My Backup Strategy

Yesterday my friend wrote a blog post about their backup strategy so I guess I’ll do the same.

November was a data loss bonanza for me, both due to Saddam Hussein’s LinkedIn and an SSD failure, so I recently took some time to actually do backups properly. There are a gazillion backup tools out there, and I’ve tried a good chunk of them: rsync, rclone, bup, restic, duplicity…

But… they’re all wrong. There’s only ONE TRUE WAY to do backups, and that’s Btrfs send and receive. (Or ZFS. But I’ll focus on Btrfs in this post since that’s what I’m familiar with.) It’s super fast, efficient, and puts all these other tools to shame. Why? Because the filesystem itself knows exactly what’s changed between snapshots. It doesn’t use those puny stat abstractions that userspace tools are limited to. If you’re backing up one million files, all those other tools need to scan through all one million files to check if they’ve changed!

Anyways, here’s send and receive work. The btrfs send command produces a diff of two subvolumes A and B. And then btrfs receive applies that diff to another copy of A on a different disk. If your other copy of A is on a completely different machine, you can pipe the diff over SSH to do remote backups. Yay, it’s the Unix philosophy! Since all the magic happens at the filesystem level, Btrfs doesn’t even need to uncompress any files during the process if you’re using Btrfs on-disk compression (if you use the flag --compressed-data). See? It’s such a clean and efficient design.

It’s sadly not all sunshine and sparkles. send inspects filesystem internals and needs to run as root or with elevated privileges. Also, both sides need to have Btrfs filesystems of this obviously won’t work. So yeah, sometimes you do have to use those other tools, but send and receive really shine when doing efficient full system backups.

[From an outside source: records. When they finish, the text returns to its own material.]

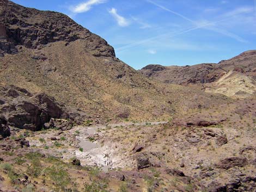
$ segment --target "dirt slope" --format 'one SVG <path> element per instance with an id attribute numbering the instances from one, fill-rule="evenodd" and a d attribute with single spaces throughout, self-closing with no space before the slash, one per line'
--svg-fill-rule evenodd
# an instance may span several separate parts
<path id="1" fill-rule="evenodd" d="M 0 42 L 3 85 L 45 92 L 98 121 L 166 119 L 224 101 L 200 89 L 149 79 L 116 58 L 105 40 L 63 14 L 1 3 L 6 5 Z"/>
<path id="2" fill-rule="evenodd" d="M 218 64 L 186 66 L 149 65 L 139 71 L 164 83 L 203 84 L 206 92 L 246 98 L 253 96 L 256 91 L 256 51 L 245 52 Z"/>

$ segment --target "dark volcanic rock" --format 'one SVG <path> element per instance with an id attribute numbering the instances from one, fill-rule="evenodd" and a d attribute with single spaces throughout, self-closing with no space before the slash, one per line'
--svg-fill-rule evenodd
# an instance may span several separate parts
<path id="1" fill-rule="evenodd" d="M 224 159 L 216 165 L 218 168 L 229 169 L 233 166 L 242 167 L 247 164 L 246 158 L 242 157 L 229 157 Z"/>
<path id="2" fill-rule="evenodd" d="M 168 169 L 166 170 L 166 172 L 168 174 L 180 177 L 185 177 L 185 175 L 183 172 L 175 169 Z"/>
<path id="3" fill-rule="evenodd" d="M 133 148 L 132 149 L 132 151 L 133 151 L 136 152 L 141 152 L 143 150 L 143 148 L 144 147 L 145 147 L 145 146 L 143 144 L 135 144 L 135 146 L 133 147 Z"/>
<path id="4" fill-rule="evenodd" d="M 51 42 L 82 39 L 87 41 L 85 49 L 93 55 L 115 56 L 114 49 L 105 40 L 64 14 L 27 8 L 5 0 L 0 1 L 0 5 L 2 55 L 4 53 L 16 53 L 17 45 L 36 49 Z"/>
<path id="5" fill-rule="evenodd" d="M 3 116 L 0 116 L 0 140 L 10 136 L 10 128 L 7 125 L 7 121 Z"/>
<path id="6" fill-rule="evenodd" d="M 5 103 L 0 107 L 0 113 L 8 125 L 36 131 L 49 122 L 51 118 L 59 118 L 64 113 L 53 98 L 43 93 L 32 97 L 31 95 L 23 89 L 15 89 L 14 86 L 0 88 L 0 95 L 5 100 Z M 8 129 L 6 125 L 2 127 Z"/>
<path id="7" fill-rule="evenodd" d="M 150 166 L 149 157 L 141 154 L 137 159 L 137 166 L 138 170 L 148 168 Z"/>
<path id="8" fill-rule="evenodd" d="M 216 82 L 229 71 L 256 79 L 256 51 L 243 52 L 218 64 L 201 64 L 192 66 L 163 66 L 149 65 L 139 70 L 143 75 L 164 83 L 187 85 Z"/>

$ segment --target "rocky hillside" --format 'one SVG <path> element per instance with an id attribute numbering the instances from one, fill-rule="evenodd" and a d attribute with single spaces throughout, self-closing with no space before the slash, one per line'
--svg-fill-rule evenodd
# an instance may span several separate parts
<path id="1" fill-rule="evenodd" d="M 199 89 L 141 75 L 115 58 L 105 40 L 62 14 L 1 3 L 2 84 L 44 92 L 98 122 L 164 119 L 214 103 Z"/>
<path id="2" fill-rule="evenodd" d="M 256 91 L 256 51 L 245 52 L 218 64 L 186 66 L 149 65 L 139 71 L 164 83 L 203 84 L 207 92 L 244 98 Z"/>

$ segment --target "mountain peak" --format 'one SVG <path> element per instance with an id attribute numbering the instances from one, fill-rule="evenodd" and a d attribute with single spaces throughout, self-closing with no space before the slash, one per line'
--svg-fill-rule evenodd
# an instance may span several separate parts
<path id="1" fill-rule="evenodd" d="M 0 2 L 0 54 L 15 54 L 18 45 L 40 49 L 50 43 L 87 40 L 84 48 L 96 57 L 115 57 L 114 48 L 105 40 L 63 14 L 27 8 L 10 1 Z M 2 53 L 1 53 L 2 52 Z"/>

Since there are lots of great guides online on how to use send and receive, I won’t explain it here. For automating the process, check out Snapper and Btrbk. Instead, I’ll try to explain at a high level how this crazy magical Btrfs feature works.

How Btrfs send works

My understanding of Btrfs is pretty limited, since it’s a very complicated filesystem, but here’s a quick overview. Btrfs uses COW B-trees without leaf node linkages, plus some other fancy stuff, as its generic data structure and stores everything in these trees.

Btrfs leaf structure

Each leaf node contains a header and a set of items. Each item contains a key and possibly data. The first 64 bits of each key contains the objectid of that item and must be unique, which is why a Btrfs filesystem can’t have more than 2^64 files. The keys are used to define the ordering for the tree. Upper nodes of the trees contain only key, block pointer pairs. Here’s the algorithm for send, copied from a research paper. Note that level 0 is the level with the leaf nodes.

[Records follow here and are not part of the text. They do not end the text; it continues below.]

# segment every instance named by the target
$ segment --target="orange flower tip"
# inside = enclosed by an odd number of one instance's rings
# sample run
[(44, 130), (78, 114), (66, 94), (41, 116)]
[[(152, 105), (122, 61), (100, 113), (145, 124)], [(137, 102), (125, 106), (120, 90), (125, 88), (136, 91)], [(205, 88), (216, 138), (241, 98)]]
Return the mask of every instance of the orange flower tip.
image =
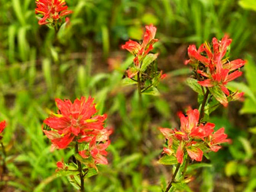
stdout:
[(57, 163), (56, 163), (57, 166), (58, 168), (59, 169), (64, 169), (64, 163), (63, 163), (63, 162), (62, 162), (61, 161), (58, 161), (58, 162), (57, 162)]
[(186, 65), (189, 63), (189, 62), (190, 62), (190, 59), (187, 59), (184, 61), (184, 64)]

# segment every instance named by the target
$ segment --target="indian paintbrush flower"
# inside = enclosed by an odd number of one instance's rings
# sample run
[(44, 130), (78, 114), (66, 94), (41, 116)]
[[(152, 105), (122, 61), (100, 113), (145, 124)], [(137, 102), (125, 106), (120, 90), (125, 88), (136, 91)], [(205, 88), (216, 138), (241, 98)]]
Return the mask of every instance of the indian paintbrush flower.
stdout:
[[(142, 43), (129, 40), (125, 44), (122, 46), (122, 48), (126, 49), (135, 57), (134, 59), (134, 68), (130, 68), (127, 70), (128, 76), (132, 78), (140, 71), (143, 60), (149, 52), (153, 49), (153, 45), (158, 40), (155, 38), (157, 28), (152, 24), (146, 26), (146, 31), (143, 35)], [(154, 59), (157, 57), (158, 54), (154, 55)]]
[(199, 123), (199, 112), (197, 109), (189, 110), (187, 116), (180, 113), (180, 130), (169, 128), (159, 128), (167, 140), (167, 146), (163, 153), (176, 157), (178, 163), (183, 161), (184, 153), (197, 161), (201, 161), (204, 151), (216, 152), (221, 146), (219, 144), (228, 142), (224, 128), (214, 131), (215, 125), (207, 122)]
[(110, 143), (109, 136), (112, 130), (104, 128), (106, 114), (95, 115), (97, 111), (93, 101), (90, 97), (76, 99), (73, 103), (68, 99), (56, 99), (58, 113), (52, 113), (44, 121), (52, 130), (43, 131), (51, 140), (52, 149), (73, 146), (73, 143), (83, 143), (89, 147), (89, 155), (83, 155), (86, 150), (82, 150), (79, 152), (82, 157), (92, 157), (93, 165), (107, 164), (103, 156), (107, 155), (105, 149)]
[(245, 63), (241, 59), (230, 61), (228, 57), (225, 57), (232, 41), (225, 35), (219, 41), (214, 38), (212, 46), (206, 42), (197, 50), (195, 45), (191, 45), (188, 48), (190, 59), (185, 62), (185, 64), (190, 64), (198, 74), (195, 77), (198, 83), (209, 88), (213, 96), (224, 106), (228, 104), (226, 96), (230, 94), (225, 86), (242, 75), (239, 69)]
[(0, 122), (0, 134), (3, 131), (6, 126), (6, 123), (5, 121), (2, 121)]
[(35, 3), (35, 13), (43, 16), (38, 21), (40, 25), (55, 25), (60, 19), (72, 13), (67, 10), (65, 0), (36, 0)]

Strategy: Go to the first items of both trees. Then do

If both trees are at level 0
    Compare keys of current items
        If left < right treat left item as new, advance left tree
            and repeat
        If left > right treat right item as deleted, advance right tree
            and repeat
        If left == right do deep compare of items, treat as changed if
            needed, advance both trees and repeat
If both trees are at the same level but not at level 0
    Compare keys of current nodes/leafs
        If left < right advance left tree and repeat
        If left > right advance right tree and repeat
        If left == right compare blockptrs of the next nodes/leafs
            If they match advance both trees but stay at the same level
                and repeat
            If they don't match advance both trees while allowing to go
                deeper and repeat
If tree levels are different
    Advance the tree that needs it and repeat

Advancing a tree means:
    If we are at level 0, try to go to the next slot. If
    that is not possible, go one level up and repeat. Stop when we found a level
    where we could go to the next slot. We may at this point be on a node or a
    leaf.

    If we are not at level 0 and not on shared tree blocks, go one level deeper.

    If we are not at level 0 and on shared tree blocks, go one slot to the right
    if possible or go up and right.

I wasn’t able to find much else about the internals of Btrfs send apart from that paper and the original patchset (click the RFC PATCH links at the bottom to see the code, in particular part 5 which contains btrfs_compare_trees), but here are some resources about Btrfs internals in general:

How I use it

The server for this website is hosted on XVM which has RAID, but also backed up daily to my laptop send and receive.
I’m one of the maintainers of the MIT Mastodon server, which uses Btrfs RAID1 and the whole filesystem is also backed up daily to a third disk using send and receive. (Note: Put large cache directories on separate subvolumes so they get omitted from backups.)

However, for my personal files, I’d like to sync them between my laptop and phone, which doesn’t use Btrfs. Thus, I’m using Syncthing instead which works fantastically because I only have a few thousand personal files, not a few million. I have a third device for Syncthing and also back up everything encrypted to Dropbox using rclone. The nice thing about cloud storage is that it’s storage without the pain of managing a server, and it’s encrypted anyways. For app configs, the important stuff is in my dotfiles repo.